City of Grand Rapids Hosts meeting on being a Sanctuary City
Yesterday, an estimated 30 people took part in a meeting to discuss the issue of Grand Rapids becoming a Sanctuary City. There were representatives from city government, the Mayor, the City Manager, members of the Community Relations Commission and the Chief of Police.
The community was represented by several immigration lawyers, non-profit workers, community organizers and members of the faith community.
The first person to be given the floor to start discussion was the Chief of Police. He started by saying, “we don’t work to enforce national immigration policy.” Rahinsky said that once they arrest someone and process them into the county jail they no longer have jurisdiction over what happens to that person. The Chief of Police inferred that the Sheriff’s Department has say on how much they will cooperate with federal law enforcement and then he made the point that Grand Rapids operates as a Sanctuary City, even though they have never declared themselves as one.
What Grand Rapids has declared themselves as is a Welcoming City. In fact, Grand Rapids is one of ten cities in Michigan that has signed on to what are now called Welcoming Communities. The Welcoming City pledge has lots of positive language and takes a clear stand against hate.
However, there was not a great deal of clarity about what a Welcoming Community means in concrete terms and there is no evidence from the website that becoming a Welcoming Community provides any protections for those who are undocumented.
The impact on undocumented immigrants was the major concern from the members of the community who were in attendance. Several immigration lawyers and an ACLU lawyer made it clear that the current practice of the Grand Rapids Police Department does contribute to undocumented immigrants ending up in detention or face deportation, even for minor non-violent offenses such as traffic violations or a suspended driver’s license.
Several lawyers suggested that the City and the GRPD need to look at developing a policy that would not treat suspended licenses and other minor traffic violation in such a way that does not result in undocumented people going to jail. In fact, a lawyer representing the Western Michigan Branch of the ACLU suggested that the City develop a “menu” of issues that might only result in fines or tickets so that people are not ending up in the County Jail. The ACLU even offered to assist the city in developing such a menu.

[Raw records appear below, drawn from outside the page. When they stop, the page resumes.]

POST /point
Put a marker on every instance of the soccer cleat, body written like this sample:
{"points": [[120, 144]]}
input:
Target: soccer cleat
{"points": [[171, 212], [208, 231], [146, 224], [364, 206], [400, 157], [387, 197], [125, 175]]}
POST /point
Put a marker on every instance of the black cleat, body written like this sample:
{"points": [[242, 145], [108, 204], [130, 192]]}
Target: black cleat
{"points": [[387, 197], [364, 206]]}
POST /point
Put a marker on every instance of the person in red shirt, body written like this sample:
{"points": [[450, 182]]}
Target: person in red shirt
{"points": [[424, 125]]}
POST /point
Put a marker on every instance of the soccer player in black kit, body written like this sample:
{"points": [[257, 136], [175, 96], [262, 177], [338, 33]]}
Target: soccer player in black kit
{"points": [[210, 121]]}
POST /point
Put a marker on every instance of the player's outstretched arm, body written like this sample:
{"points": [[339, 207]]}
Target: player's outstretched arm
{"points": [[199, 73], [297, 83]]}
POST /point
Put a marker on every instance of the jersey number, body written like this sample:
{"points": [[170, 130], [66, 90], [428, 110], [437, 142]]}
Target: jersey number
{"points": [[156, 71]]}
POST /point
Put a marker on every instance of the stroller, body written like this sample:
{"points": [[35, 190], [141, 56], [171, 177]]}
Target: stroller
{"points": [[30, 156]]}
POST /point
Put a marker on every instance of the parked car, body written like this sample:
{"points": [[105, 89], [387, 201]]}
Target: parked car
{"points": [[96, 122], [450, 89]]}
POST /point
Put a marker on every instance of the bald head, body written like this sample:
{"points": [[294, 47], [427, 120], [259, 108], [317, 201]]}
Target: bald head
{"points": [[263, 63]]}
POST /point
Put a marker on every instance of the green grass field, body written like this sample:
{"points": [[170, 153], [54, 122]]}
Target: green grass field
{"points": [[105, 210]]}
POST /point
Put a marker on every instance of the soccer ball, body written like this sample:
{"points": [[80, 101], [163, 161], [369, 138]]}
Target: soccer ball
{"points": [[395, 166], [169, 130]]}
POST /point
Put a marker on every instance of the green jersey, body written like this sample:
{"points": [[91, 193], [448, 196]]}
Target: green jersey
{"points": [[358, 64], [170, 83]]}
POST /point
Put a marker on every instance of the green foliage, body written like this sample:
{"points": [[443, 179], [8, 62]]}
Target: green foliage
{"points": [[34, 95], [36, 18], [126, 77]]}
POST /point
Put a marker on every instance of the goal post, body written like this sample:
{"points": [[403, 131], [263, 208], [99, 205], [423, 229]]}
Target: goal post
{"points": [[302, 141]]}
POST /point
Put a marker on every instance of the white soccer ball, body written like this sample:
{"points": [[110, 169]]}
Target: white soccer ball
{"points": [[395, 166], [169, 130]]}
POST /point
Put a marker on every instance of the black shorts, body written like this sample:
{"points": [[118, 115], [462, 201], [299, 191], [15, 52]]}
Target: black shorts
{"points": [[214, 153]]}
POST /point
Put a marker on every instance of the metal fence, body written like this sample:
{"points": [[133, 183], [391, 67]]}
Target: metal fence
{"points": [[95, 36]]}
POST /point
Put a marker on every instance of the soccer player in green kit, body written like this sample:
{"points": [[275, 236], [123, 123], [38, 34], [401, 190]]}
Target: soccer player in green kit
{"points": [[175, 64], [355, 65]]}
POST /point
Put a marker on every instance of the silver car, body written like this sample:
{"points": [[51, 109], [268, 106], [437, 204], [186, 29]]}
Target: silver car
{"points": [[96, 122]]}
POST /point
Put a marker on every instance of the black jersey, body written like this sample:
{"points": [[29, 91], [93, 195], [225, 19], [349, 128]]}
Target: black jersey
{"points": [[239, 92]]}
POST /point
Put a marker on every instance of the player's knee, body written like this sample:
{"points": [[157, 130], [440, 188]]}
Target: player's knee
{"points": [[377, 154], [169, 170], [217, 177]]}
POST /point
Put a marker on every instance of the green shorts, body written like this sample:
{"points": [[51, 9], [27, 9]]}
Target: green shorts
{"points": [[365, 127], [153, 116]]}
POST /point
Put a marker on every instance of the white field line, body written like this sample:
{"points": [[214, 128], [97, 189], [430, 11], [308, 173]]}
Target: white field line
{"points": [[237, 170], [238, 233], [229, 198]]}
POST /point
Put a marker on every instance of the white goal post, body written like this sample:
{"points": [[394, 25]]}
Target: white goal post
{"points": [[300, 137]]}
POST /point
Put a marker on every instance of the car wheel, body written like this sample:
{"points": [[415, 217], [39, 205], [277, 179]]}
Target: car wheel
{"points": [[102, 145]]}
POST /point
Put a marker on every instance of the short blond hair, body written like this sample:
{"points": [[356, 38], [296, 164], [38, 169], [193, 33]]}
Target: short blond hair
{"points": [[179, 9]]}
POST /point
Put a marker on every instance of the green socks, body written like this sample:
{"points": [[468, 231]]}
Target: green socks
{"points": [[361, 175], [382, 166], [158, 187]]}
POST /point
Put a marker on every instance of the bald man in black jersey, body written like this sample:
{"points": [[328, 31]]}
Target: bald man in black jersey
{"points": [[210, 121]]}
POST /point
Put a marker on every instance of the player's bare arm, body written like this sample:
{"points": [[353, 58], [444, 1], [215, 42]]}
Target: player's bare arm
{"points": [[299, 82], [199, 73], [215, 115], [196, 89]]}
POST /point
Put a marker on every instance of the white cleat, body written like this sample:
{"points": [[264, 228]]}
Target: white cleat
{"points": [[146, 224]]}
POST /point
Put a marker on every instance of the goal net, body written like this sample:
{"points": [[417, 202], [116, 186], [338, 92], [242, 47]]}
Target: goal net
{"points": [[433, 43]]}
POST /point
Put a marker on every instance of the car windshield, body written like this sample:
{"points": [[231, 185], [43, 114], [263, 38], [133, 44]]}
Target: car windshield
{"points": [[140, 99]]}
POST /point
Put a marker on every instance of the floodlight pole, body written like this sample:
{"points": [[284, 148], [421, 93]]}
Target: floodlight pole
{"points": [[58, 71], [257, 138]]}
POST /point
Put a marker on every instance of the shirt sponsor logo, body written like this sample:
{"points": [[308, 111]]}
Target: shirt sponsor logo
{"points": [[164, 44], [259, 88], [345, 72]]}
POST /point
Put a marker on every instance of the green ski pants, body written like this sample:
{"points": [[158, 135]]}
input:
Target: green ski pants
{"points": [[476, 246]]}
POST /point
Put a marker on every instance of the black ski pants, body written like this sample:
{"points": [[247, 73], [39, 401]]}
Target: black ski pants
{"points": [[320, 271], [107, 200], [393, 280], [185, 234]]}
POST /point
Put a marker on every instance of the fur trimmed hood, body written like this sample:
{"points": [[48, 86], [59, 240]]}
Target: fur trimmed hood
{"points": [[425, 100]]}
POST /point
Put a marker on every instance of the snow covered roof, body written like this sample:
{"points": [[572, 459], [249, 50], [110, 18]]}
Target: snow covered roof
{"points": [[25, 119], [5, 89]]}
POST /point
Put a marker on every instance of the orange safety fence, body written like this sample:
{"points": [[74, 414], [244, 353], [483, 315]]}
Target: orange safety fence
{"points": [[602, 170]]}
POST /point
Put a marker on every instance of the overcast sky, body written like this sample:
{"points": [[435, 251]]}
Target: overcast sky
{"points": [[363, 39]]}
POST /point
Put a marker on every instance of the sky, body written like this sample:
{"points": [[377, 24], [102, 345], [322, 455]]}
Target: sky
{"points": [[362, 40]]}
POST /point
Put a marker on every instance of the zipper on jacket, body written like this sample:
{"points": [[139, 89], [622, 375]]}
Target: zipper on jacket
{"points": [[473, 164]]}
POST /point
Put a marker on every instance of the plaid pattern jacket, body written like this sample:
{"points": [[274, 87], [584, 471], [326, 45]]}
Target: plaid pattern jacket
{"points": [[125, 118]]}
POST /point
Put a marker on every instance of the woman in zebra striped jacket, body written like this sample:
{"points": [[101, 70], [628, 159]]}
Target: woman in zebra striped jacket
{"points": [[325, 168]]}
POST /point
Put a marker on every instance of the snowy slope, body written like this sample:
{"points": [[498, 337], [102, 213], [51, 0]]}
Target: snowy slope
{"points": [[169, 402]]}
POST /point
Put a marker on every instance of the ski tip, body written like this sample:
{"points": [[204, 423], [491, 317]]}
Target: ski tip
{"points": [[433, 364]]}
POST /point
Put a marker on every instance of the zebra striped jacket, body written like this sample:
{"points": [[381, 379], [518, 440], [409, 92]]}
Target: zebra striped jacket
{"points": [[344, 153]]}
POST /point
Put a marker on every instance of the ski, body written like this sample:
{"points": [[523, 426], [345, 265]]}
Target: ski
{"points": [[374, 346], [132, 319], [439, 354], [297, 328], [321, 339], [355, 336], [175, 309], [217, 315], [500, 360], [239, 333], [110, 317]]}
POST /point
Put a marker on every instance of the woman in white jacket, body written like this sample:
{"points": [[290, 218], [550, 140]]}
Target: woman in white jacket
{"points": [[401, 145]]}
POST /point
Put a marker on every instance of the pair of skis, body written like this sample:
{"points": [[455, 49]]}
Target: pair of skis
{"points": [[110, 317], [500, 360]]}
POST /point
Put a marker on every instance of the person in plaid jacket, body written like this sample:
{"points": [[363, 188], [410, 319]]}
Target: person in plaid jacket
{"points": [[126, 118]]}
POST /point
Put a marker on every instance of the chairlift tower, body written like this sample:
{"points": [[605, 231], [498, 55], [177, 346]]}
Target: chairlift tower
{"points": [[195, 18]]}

The other major issue that was discussed at this meeting was the issue of the potential risks associated with being a Sanctuary City. The specific risk to municipalities was in reference to proposed legislation that would result in the federal government withholding funds from cities that identify as a Sanctuary City. The Stop Dangerous Sanctuary Cities Act (S. 3100) was introduced by Pennsylvania Senator Pat Toomey earlier this year. Some of the federal funding that would be put at risk are identified as Economic Development Administration Grants and Community Development Black Grants, known as CDBG funds. President Elect Trump has also made it clear that he would defund cities that have declared themselves a Sanctuary.
The City Manager, the Mayor and other City staff were pretty clear that they did not want to risk losing federal funding by declaring Grand Rapids to be a Sanctuary City. The City Manager even made the point that much of the federal dollars that come to Grand Rapids benefit the poor.
While some might see the issue of federal funding being at risk if the City becomes a Sanctuary as a legitimate concern, what this really brings to the surface is the very limits of what governments can do.
This is why it is important for us to see the clear difference between Sanctuary Cities and Sanctuary Movements, as we noted in a recent posting. Sanctuary Movements do not have the limits that municipalities have and they also directly impact undocumented individuals and families by providing safety and solidarity in practice. Sanctuary Movements do not offer services, rather then enter into a relationship with those who are at risk of being detained, arrested or deported. Sanctuary Movements enter into this relationship even if it means that those involved in offering sanctuary are at risk of violating the law, because they adhere to values which says that human dignity is more important than laws.
The meeting did raise important questions, but one thing that was glaringly missing from the conversation were those who are most at risk of being arrested, detained or deported. What might the conversation have looked like if the voices of the undocumented were at the table? How might city officials have responded with their voices and their stories front and center? The reality is that those who are undocumented live in fear of the consequences of talking to those who have the power to arrest, detain and deport them. Again, the limits of what government can do are real.
Speaking afterwards with several immigration lawyers, they made it clear that the meeting went better than they expected and at least there was some willingness upon the part of the City of Grand Rapids to continue the conversation about looking at police policy. It was also suggested that a sub-committee be established that can further explore ways the city can adjust policy and procedure that minimizes the risk to those who are undocumented.